Whatever you end up doing, just remember to give yourself plenty of time to plan, build, and ship your booth!
4) Ask for Help
I’m one of those people who hates to ask for help, but I’ve had to learn to swallow my pride. When it came to my booth design, I made a mood board and a detailed plan of how I was going to execute it. Still, I decided to consult a couple of stylists for any suggestions/improvements they might have.
Meta from One More Mushroom gave me the idea of dyeing a curtain to echo and draw attention to our shibori-influenced indigo collection. Brittany from The House That Lars Built gave me great advice in the form of a veto. She reigned me in and helped me keep the booth design clean. The two of them also helped me out with the sheepskins. I’d thought of draping them over the stools, but was worried they would be too big and look sloppy. Meta & Brittany had an easy solution for that: just trim them smaller! Of course!
For the finishing touch, I would need rent or buy some green plants and additional rugs in New York to add to the display. Meta put me in touch with her friend, stylist Kendra Smoot, who ended up sending me photos of the plants and rugs in her own apartment and giving me free reign to pick whatever I needed!
Finally, I realized at the last minute that needed help with our booth set-up. Kirk and I could do it ourselves, but it would go so much faster with one more person to help paint, run pesky errands, etc… I should have planned ahead, but with fingers crossed, I put a post up on Instagram. Two hard working and curious creative women living in NYC – Nicole Marinese and Elise Kelly — came to the rescue!
Could we have done it all without help? Yes. But it just wouldn’t have turned out as well. The input from these collaborators added the finishing touches that pulled everything together so well and made the booth really stand out. I’m so grateful.
Reach out for help when you need it — a bit of collaboration makes all the difference!
5) Make Sure Your Product Stands Out
Now, if you are going to all this trouble to create a beautiful, original, well-planned booth, you need to have beautiful, original, well-planned products as well. That should probably go without saying, but I’m going to say it anyways. It’s that important.
This wasn’t our most successful stationery show just because the booth looked good.
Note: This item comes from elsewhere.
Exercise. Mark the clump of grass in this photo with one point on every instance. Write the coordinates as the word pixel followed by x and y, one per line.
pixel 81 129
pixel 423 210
We had a big collection of brand new products that were fresh and caught people’s attention. I was taking a big risk breaking from my tried and true aesthetic, and I really didn’t know how people would respond. In a make-or-break decision, I decided to go for it. I’m so glad I did.
I realized that that’s how it had been when I first started Sycamore Street Press nearly 7 years ago. Almost daily, I was making the kinds of decisions that would make my hands shake. Somewhere along the way, though, I grew a bit more comfortable with the status quo. That’s a dangerous thing.
This past year, I decided to shake things up, and I am determined to keep that mindset. To always be looking at the bigger picture, adapting, evolving — while remaining true to my core values, of course.
If we all remember to keep doing that, I’m confident the inspiration will come to us for original, stand out designs. We will be the better for it; our companies will be the better for it, and so will the stationery industry as a whole.